CHICAGO — Squamous cell carcinoma of the lung is a distinct molecular subtype of lung cancer, which potentially could be targeted by distinct molecular therapies, according to results of a molecular analysis study.
Prior studies suggested that one-third of patients with non–small cell lung cancer were diagnosed with squamous cell carcinoma histology.
To follow up on those results, Ramaswamy Govindan, MD, of the division of medical oncology at Washington University School of Medicine, and colleagues enrolled 178 previously untreated patients with stage I-III squamous cell carcinoma of the lung.
Surgically resected samples from these patients were analyzed by The Cancer Genome Atlas for DNA, RNA, and miRNA sequencing, as well as DNA copy number profiling, quantification of mRNA expression and promoter methylation.
More than 30 sites of significant somatic copy number alteration were identified in the study sample. The researchers said exome sequencing of 178 lung squamous cell carcinoma vs. matched normal samples revealed 13 significantly mutated genes with a false discovery rate of less than 0.01 and high expression levels, including TP53, CDKN2A, PTEN, KEAP1 and NFE2L2.
Along with widespread loss of TP53 and CDKN2A, researchers identified alterations in the NFE2L2/KEAP1 pathways in 35% of analyzed tumors, whereas alterations to the PI3K/AKT pathways were found in 43% of tumors. MRNA expression profiling revealed four distinct expression subtypes, each augmented with distinct mutations and significant somatic copy number alterations, including: classical (37%), comprised of NFE2L2 and KEAP1 mutations, FGFR kinase alterations, increased global methylation and the highest rate of tobacco use; basal (24%), comprised of alterations in FGFR kinases; secretory (24%), which included PDGFRA alterations; and primitive (15%), which included RB1 mutations.

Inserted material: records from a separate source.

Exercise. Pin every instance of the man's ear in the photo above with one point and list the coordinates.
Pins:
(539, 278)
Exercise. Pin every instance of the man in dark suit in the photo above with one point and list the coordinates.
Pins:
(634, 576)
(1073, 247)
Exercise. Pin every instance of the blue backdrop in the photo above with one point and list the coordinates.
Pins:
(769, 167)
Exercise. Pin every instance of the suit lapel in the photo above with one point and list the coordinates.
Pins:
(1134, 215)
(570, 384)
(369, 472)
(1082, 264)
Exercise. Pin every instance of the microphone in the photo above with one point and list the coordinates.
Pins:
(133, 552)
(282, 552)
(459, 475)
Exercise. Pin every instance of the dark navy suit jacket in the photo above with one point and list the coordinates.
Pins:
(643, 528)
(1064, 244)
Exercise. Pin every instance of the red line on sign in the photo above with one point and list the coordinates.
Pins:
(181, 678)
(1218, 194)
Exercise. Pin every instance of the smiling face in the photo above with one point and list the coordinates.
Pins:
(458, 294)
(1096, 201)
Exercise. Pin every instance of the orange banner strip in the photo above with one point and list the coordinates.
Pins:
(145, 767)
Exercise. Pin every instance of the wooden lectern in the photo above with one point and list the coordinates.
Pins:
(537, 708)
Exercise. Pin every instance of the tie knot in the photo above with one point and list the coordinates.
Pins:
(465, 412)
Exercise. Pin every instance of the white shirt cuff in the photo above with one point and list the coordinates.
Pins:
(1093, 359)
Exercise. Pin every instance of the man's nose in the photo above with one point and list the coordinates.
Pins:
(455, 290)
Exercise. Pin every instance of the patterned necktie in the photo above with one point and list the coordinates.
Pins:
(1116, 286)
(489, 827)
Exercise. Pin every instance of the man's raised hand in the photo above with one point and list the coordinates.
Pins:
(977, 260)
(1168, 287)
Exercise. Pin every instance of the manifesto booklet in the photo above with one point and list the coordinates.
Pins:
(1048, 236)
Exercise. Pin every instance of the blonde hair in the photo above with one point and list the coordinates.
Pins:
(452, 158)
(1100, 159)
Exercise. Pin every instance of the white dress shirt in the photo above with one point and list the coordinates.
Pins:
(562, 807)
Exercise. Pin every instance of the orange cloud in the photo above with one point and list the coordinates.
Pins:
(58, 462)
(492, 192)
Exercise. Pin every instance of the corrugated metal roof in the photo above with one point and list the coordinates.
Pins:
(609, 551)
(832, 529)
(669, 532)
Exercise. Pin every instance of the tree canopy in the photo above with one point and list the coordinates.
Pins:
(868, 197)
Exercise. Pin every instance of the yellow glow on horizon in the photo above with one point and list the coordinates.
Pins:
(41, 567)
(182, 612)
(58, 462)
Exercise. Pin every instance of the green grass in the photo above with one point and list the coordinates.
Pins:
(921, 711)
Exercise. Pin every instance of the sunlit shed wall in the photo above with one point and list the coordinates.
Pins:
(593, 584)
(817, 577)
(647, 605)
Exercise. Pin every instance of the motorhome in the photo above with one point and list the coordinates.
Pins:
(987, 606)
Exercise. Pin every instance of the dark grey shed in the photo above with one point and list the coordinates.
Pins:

In addition, rearrangements of several acknowledged tumor suppressors were detected by whole-genome shotgun sequencing of 20 tumor/normal pairs and confirmed by RNA sequencing, including PTEN, RB1, NOTCH1, NF1 and CDKN2A.
Researchers observed loss of CDKN2A via several mechanisms — such as deletion, mutation, rearrangement with loss of function and methylation — in 72% of the samples.
“It is important to appreciate that squamous cell lung cancer is a very complex disease, with genomes profoundly altered by years of hydrocarbon exposure,” Govindan said during a press conference. “Alteration of CDKN2A is significant in this disease and should be examined in terms of therapy. Existing therapies should be studied in terms of squamous cell lung cancer patients because potential therapeutic targets for clinical trials with currently available drugs were identified in three-fourths of the study sample.
“This does not necessarily mean a drug that is currently inhibiting FGFR kinase would work in squamous cell lung cancer,” Govindan said. “This would require more examination in future clinical trials.”
For more information:
Govindan R. Abstract #7006. Presented at: the 2012 American Society of Clinical Oncology Annual Meeting; June 1-5, 2012; Chicago.
Disclosure: Dr. Govindan reported consultant/advisory positions with Bayer, Boehringer Ingelheim and Merck Serono.